CPMI do INSS aprova 400 quebras de sigilo de investigados por descontos indevidos
Objetivo é reunir dados detalhados sobre o esquema que afetou milhões de aposentados e pensionistas
Lula Marques/Agência Brasil
A Comissão Parlamentar Mista de Inquérito (CPMI) que investiga a cobrança ilegal de mensalidades associativas descontadas dos benefícios do Instituto Nacional do Seguro Social (INSS) aprovou, nesta quinta-feira (11), cerca de 400 requerimentos de informações e de quebra de sigilos bancário, fiscal e telemático de suspeitos envolvidos na fraude bilionária. O objetivo é reunir dados detalhados sobre o esquema que afetou milhões de aposentados e pensionistas. As informações são da Agência Brasil.

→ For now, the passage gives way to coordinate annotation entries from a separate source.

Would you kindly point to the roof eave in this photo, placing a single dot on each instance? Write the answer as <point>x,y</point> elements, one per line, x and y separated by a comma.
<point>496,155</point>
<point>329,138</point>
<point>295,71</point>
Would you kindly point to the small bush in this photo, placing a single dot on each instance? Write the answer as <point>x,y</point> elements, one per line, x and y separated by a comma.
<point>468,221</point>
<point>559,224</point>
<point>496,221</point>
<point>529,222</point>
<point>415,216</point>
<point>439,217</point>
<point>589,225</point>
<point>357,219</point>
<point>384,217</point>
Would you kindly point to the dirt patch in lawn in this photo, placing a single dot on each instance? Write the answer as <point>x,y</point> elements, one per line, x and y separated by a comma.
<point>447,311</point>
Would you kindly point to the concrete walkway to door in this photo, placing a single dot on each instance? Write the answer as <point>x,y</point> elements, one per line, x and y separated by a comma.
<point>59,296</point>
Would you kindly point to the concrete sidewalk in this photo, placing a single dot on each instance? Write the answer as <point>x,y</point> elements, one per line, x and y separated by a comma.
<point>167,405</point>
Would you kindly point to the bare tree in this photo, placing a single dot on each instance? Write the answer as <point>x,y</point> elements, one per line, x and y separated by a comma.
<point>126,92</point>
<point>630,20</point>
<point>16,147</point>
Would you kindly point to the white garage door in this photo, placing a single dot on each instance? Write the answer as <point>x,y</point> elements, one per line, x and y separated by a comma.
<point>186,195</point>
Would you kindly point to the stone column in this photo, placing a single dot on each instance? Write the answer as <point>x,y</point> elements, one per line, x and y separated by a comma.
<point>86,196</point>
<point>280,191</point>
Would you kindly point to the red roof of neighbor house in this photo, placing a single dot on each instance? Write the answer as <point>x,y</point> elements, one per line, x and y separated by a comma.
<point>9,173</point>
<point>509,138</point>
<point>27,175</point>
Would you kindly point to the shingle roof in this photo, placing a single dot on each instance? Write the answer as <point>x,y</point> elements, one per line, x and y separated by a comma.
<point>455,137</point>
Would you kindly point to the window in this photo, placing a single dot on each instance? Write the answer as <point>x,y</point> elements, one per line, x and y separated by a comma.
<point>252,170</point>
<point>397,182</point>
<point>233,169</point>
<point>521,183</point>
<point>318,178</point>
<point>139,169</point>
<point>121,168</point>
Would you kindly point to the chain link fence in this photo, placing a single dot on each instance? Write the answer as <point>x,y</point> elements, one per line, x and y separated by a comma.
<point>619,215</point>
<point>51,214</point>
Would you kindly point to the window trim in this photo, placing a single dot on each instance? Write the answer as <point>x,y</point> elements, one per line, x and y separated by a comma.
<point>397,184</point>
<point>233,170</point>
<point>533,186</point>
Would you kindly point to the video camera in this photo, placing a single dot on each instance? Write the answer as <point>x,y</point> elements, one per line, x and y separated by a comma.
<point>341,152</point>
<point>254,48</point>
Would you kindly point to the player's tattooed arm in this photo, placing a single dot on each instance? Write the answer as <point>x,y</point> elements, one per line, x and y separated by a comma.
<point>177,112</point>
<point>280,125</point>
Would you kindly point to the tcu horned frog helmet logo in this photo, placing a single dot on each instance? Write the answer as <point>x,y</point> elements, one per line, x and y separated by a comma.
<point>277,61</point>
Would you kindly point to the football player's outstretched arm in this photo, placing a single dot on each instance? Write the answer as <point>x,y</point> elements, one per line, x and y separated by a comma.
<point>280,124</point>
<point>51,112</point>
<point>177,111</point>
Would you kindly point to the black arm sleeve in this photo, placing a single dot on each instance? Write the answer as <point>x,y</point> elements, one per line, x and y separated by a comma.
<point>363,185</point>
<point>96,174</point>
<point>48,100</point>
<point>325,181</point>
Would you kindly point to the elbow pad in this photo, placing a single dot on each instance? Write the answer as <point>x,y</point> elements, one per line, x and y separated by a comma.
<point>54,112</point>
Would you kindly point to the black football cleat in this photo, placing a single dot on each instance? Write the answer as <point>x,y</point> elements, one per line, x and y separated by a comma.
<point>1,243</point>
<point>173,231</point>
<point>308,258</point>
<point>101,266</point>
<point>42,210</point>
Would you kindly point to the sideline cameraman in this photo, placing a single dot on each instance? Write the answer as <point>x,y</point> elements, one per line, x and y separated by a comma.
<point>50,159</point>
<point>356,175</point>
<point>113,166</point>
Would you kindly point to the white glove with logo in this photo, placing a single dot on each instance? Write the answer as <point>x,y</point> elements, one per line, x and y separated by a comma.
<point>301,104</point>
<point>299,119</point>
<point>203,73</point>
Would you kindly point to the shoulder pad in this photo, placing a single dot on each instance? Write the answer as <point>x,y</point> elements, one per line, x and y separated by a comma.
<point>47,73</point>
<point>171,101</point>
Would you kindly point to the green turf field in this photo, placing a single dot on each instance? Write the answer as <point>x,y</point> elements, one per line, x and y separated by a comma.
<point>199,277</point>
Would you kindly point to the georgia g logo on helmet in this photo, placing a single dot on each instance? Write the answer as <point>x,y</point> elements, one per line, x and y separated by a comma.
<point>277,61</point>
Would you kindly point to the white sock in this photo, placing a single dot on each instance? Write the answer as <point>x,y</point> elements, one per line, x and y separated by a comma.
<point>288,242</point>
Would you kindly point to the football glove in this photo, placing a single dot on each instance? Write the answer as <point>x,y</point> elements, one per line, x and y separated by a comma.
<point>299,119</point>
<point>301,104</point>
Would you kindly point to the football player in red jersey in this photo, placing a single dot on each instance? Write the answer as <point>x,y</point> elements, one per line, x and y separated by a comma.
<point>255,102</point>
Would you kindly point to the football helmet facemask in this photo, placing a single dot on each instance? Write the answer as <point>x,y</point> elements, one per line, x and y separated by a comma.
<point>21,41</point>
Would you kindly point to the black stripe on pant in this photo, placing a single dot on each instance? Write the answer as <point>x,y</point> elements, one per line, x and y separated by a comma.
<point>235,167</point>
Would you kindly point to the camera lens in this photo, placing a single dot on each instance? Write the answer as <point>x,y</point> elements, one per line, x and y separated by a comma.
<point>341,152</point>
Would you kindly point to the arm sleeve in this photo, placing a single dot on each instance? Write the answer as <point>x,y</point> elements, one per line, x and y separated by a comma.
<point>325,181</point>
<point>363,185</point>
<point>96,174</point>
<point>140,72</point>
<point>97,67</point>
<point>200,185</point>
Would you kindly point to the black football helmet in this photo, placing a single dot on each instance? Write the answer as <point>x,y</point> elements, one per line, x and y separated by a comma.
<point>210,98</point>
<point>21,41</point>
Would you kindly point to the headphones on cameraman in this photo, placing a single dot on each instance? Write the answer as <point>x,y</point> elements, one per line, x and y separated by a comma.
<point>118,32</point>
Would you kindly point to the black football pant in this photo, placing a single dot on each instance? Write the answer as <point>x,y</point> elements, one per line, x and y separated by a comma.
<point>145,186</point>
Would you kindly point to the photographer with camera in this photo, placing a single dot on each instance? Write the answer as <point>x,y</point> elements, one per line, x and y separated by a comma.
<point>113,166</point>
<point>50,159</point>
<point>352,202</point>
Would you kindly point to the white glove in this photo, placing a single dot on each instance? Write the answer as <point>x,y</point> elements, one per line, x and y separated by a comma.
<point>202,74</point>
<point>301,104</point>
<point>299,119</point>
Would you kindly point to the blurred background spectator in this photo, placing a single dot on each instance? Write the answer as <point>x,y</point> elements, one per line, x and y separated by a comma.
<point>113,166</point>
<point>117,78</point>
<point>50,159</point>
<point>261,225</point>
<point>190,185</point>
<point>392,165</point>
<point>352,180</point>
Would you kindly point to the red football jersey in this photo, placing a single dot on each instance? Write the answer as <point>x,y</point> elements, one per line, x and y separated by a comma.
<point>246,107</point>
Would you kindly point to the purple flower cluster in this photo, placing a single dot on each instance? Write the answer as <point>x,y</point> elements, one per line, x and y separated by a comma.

Os integrantes da CPMI, composta por 16 deputados e 16 senadores, definiram solicitar informações sobre registros de entrada e saída de investigados em órgãos públicos, além de indícios levantados pelo INSS, pela Polícia Federal (PF) e pela Controladoria-Geral da União (CGU). Também será requerida a quebra dos sigilos de pessoas, associações, entidades e empresas ligadas à Operação Sem Desconto, deflagrada em abril.
Quebra de sigilos e pedidos de prisão
Entre os alvos dos pedidos de quebra de sigilo estão os empresários Antonio Carlos Camilo Antunes, conhecido como “Careca do INSS”, Maurício Camisoti e o ex-presidente do INSS, Alessandro Stefanutto. Na semana passada, a CPMI já havia aprovado os pedidos de prisão preventiva desses investigados e de outros 18 envolvidos.
“Queremos saber exatamente onde está todo este patrimônio, tudo o que foi roubado da Previdência”, disse o presidente do colegiado, senador Carlos Viana (Podemos-MG), que acrescentou que os requerimentos abrangem informações sobre todas as associações investigadas, empresas beneficiárias de recursos e pessoas envolvidas direta ou indiretamente.
Viana ressaltou que a comissão busca compreender “com clareza a participação de cada uma das pessoas e entender como o dinheiro saiu do INSS e desapareceu”.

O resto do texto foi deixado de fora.